Changes are part of subsidy rationalisation

He stressed that these changes are part of the subsidy rationalisation programme that industry players have been calling for.

They will save money, reduce the subsidy to richer people, and reduce market distortions and this is what is expected and what stakeholders want, he said, adding that the government is delivering on its promises.

“As the subsidy bill is reduced, the government has more fiscal space to help industry players more directly with tax cuts for example, or indirectly by putting more money into the hands of their customers.

“This is a win-win and industry players should support the subsidy rationalisation that they have been calling for. They can also work proactively to reduce energy consumption and switch to renewable energy or more efficient business models,” Williams said.

He also called on manufacturers to work with the government on many green economy schemes and the Green Investment Tax Allowance on green assets for example.

From July to December 2022, the government allocated RM5.4 billion for electricity subsidy. This amount rose to RM10.8 billion from January to June 2023 and RM5.2 billion from July to December 2023.

The government, on implementing its subsidy reforms, planned to give subsidy to targeted consumers only as it moves away from the inflating allocation for all subsidies which reached RM80 billion in 2022 – the highest in history.

Pro-business government

Bank Muamalat Malaysia Bhd chief economist Mohd Afzanizam Abdul Rashid said the government has always been pro-business when it comes to economic policies.

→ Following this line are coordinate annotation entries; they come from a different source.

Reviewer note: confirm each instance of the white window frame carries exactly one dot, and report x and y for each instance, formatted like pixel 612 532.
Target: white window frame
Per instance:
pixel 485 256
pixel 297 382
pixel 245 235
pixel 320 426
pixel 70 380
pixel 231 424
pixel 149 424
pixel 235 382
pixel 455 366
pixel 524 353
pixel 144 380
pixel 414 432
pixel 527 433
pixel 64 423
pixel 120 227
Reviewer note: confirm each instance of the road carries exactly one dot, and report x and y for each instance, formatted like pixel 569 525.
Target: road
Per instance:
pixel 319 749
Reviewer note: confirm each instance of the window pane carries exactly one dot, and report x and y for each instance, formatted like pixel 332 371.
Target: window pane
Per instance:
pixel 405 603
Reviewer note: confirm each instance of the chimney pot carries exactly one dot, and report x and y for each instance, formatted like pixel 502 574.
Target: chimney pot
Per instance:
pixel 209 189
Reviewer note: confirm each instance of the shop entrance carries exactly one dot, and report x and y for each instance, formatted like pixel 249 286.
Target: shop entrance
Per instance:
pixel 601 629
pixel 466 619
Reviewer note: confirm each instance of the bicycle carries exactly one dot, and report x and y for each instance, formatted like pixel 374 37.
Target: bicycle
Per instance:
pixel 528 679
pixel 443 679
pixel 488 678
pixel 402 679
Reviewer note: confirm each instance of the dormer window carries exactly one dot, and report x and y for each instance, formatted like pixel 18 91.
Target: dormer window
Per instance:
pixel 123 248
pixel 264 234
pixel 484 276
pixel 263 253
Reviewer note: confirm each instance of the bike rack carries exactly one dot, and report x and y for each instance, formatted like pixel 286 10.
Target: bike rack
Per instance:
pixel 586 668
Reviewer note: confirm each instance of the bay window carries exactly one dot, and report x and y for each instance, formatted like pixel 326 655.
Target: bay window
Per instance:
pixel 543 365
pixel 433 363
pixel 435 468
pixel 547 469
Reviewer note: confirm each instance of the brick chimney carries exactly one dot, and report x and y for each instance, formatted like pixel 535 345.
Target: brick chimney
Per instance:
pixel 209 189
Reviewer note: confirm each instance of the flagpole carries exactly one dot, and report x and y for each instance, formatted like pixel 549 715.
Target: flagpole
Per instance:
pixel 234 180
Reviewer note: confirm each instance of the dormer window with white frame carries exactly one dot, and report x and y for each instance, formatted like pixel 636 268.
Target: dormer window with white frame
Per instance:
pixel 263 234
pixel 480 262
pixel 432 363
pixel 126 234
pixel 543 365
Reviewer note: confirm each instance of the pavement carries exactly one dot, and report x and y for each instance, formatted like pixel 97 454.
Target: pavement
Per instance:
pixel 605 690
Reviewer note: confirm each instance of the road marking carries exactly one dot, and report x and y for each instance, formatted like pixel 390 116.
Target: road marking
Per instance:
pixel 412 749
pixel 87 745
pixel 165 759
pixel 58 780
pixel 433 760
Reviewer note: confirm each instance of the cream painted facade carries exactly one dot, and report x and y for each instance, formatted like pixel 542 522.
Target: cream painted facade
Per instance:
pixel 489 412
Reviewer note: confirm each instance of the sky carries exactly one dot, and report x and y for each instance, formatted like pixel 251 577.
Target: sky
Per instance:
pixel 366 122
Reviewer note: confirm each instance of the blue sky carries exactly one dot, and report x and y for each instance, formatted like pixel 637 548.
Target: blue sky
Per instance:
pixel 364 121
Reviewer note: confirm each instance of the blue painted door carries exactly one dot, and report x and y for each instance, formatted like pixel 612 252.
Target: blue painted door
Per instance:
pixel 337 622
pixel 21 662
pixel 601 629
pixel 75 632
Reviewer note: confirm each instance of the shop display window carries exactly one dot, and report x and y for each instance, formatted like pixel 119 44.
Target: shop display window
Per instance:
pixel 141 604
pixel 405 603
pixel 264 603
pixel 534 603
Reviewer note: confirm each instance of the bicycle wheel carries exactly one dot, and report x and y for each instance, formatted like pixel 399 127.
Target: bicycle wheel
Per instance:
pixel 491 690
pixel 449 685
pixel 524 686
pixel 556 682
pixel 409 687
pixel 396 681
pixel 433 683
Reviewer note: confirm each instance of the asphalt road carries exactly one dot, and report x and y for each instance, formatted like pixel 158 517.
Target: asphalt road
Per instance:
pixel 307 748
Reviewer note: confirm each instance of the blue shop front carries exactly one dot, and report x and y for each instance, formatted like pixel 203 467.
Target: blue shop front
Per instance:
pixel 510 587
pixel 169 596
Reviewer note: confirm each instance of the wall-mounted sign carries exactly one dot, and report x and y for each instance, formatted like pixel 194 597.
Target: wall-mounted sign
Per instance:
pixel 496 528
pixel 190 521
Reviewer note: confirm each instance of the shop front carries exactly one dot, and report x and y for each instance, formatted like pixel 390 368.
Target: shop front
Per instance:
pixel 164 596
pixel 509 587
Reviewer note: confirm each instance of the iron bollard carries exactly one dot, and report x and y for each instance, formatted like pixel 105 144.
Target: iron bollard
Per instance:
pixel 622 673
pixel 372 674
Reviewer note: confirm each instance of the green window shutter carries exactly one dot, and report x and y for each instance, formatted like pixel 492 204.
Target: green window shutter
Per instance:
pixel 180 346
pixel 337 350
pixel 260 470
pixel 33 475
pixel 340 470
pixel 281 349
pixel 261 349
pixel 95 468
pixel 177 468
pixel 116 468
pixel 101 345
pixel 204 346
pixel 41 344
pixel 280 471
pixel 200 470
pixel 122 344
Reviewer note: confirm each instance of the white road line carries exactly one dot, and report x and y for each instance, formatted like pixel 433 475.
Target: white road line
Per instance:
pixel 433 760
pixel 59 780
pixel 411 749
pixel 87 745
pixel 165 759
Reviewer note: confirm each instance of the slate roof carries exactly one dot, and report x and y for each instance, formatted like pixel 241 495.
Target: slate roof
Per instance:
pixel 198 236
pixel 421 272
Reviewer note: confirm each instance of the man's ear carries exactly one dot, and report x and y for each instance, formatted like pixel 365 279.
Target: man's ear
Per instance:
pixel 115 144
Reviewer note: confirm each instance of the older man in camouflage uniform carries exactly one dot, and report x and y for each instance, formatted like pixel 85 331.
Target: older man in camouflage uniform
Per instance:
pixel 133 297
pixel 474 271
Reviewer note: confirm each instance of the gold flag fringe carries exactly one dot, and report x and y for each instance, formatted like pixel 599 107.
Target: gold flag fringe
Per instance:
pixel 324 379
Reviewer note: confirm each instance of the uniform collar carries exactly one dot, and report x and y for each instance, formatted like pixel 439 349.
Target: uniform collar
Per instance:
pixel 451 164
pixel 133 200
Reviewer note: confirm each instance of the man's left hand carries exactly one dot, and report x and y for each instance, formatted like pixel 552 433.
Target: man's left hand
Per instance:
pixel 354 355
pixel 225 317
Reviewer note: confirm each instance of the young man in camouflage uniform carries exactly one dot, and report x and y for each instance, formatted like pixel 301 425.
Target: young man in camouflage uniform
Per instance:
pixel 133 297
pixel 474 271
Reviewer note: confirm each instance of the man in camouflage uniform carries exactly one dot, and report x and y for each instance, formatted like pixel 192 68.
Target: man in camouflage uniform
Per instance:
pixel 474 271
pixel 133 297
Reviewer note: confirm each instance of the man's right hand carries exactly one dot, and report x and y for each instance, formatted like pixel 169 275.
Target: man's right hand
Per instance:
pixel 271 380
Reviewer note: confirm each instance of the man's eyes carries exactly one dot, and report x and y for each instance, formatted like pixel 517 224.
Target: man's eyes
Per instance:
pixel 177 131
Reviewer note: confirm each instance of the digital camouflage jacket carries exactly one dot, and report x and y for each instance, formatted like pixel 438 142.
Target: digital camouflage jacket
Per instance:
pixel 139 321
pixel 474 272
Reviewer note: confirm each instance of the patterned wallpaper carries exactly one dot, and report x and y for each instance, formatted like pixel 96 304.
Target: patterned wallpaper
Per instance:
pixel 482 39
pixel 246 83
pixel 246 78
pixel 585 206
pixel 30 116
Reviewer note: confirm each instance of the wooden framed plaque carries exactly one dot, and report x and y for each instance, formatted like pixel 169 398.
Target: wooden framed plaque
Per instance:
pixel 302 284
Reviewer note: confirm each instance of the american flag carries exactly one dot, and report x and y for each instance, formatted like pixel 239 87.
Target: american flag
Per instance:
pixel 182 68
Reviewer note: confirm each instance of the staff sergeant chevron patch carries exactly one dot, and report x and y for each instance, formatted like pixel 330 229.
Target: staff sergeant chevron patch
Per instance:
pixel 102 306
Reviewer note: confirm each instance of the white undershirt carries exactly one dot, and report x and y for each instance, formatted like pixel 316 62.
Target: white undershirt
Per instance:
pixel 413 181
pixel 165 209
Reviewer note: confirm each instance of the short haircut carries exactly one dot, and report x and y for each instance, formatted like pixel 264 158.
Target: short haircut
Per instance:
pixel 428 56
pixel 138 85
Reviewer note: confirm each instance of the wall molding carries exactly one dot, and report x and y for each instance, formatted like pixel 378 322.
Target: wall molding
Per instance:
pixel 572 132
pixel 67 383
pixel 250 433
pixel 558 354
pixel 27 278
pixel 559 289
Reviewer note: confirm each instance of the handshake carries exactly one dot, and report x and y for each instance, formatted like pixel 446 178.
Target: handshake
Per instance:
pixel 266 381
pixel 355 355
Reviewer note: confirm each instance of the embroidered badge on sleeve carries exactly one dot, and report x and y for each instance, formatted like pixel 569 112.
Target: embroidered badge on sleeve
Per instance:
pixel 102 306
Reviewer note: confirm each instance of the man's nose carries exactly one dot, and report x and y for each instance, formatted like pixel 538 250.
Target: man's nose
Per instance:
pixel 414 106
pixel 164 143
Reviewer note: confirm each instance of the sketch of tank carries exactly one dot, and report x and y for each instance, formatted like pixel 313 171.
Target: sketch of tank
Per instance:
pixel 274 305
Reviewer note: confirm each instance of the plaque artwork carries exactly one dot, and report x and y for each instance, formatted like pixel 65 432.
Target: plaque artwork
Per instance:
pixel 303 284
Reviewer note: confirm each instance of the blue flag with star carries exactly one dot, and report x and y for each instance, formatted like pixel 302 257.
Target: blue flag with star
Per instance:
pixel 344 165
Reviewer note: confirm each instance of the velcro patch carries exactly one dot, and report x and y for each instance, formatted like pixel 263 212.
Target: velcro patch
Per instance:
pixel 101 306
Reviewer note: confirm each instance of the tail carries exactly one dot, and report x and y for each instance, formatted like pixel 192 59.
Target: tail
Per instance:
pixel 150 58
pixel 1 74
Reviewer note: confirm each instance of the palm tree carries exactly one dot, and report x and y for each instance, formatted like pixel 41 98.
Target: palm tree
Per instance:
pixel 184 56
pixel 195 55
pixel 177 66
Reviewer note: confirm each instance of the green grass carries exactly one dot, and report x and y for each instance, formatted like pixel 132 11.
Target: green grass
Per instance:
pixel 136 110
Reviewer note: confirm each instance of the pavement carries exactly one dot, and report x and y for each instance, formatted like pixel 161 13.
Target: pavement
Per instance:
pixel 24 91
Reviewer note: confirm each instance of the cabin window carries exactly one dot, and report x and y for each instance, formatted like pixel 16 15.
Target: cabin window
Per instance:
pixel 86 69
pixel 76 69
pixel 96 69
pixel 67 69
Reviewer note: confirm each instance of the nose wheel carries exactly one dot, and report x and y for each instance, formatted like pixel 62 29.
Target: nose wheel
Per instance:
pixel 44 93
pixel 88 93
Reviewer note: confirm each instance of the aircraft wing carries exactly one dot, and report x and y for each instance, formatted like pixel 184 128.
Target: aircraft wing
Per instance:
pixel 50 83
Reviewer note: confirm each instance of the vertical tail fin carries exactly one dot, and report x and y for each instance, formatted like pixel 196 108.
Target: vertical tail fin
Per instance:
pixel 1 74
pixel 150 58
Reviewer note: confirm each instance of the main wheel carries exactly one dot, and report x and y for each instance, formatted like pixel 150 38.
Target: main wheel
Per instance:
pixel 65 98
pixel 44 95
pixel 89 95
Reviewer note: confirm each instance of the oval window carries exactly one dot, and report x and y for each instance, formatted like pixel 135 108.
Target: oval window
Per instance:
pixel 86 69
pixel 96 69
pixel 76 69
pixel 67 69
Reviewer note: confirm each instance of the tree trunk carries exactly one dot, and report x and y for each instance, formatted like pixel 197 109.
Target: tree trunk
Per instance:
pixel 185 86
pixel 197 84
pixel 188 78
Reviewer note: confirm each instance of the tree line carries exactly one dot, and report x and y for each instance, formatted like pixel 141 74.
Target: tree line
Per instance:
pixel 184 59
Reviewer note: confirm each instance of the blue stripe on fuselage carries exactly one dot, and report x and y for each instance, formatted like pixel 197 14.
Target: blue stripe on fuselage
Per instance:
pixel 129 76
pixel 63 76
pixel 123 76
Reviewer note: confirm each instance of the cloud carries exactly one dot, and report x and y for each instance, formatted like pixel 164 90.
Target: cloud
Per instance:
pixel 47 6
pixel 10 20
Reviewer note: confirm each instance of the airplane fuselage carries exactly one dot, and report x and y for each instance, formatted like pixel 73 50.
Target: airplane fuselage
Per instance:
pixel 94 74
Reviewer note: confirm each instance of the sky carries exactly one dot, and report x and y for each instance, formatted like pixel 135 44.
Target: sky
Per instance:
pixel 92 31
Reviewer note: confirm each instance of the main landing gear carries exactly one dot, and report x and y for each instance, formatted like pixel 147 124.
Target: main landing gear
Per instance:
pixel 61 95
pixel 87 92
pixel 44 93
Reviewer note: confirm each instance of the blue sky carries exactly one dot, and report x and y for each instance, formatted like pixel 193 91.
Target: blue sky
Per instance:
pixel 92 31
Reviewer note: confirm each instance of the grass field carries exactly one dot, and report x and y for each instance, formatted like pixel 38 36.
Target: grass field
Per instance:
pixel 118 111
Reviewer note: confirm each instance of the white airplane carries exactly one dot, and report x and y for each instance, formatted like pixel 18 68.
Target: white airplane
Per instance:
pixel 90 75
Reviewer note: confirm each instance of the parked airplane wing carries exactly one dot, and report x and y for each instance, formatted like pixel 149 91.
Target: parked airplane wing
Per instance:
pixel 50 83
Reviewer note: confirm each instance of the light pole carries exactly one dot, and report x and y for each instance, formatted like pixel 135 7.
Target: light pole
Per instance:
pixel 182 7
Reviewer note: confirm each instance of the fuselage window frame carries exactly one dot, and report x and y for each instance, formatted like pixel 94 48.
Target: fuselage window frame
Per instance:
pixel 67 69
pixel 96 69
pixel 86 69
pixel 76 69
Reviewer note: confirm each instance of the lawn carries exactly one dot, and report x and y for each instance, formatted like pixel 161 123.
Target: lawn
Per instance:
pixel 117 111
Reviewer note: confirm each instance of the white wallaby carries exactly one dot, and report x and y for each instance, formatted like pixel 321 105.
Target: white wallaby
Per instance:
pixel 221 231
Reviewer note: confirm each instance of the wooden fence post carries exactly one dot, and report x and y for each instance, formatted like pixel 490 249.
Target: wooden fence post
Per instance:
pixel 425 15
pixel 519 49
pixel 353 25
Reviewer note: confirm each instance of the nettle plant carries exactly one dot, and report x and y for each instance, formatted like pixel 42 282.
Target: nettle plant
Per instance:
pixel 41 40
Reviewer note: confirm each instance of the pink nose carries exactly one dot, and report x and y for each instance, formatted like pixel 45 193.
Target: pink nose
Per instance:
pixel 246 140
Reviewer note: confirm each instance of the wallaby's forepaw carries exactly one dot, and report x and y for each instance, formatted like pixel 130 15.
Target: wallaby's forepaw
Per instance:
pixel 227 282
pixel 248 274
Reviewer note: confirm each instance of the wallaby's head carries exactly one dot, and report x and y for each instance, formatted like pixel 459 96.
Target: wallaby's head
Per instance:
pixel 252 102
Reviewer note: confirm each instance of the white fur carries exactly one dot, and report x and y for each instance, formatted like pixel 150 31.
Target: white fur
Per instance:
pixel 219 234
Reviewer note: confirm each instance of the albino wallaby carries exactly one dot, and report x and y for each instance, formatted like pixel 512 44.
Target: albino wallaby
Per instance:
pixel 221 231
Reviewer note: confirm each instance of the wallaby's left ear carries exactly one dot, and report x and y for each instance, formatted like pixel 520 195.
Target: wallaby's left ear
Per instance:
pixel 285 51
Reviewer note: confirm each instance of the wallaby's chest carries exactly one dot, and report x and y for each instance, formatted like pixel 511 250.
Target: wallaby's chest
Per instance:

This is proven via the various incentives to promote investment namely the pioneer status, investment and reinvestment tax allowance which would essentially help companies to upgrade their production capacities.

Besides, there is also a financing programme administered by various agencies namely the SME Bank, Bank Pembangunan, BSN, et cetera, that can assist the financing needs among the micro, small and medium enterprises.

Not to mention matching grants provided by government agencies to promote certain activities such as automation.

“While the government has been forthcoming to help businesses in managing their cost and investment, prices are still high.

“This would mean businesses have not really passed the benefits that they have procured from the government incentives and instead continue to charge prices as per normal to gain better profit margins,” Mohd Afzanizam said.

Sharing an economics term, he said this is called prices sticky downward whereby prices tend to remain high even though the businesses may have been experiencing a decline in their input cost.

Citing an example on a menu cost, he said business operators are likely to keep their prices unchanged on the menu even though their input prices have gone down (subsidies and price control).

“This is given the fact that it is a costly affair for businesses to reprint a new set of menus despite market prices having gone down. More importantly, it is profitable for business to maintain their prices,” he concluded.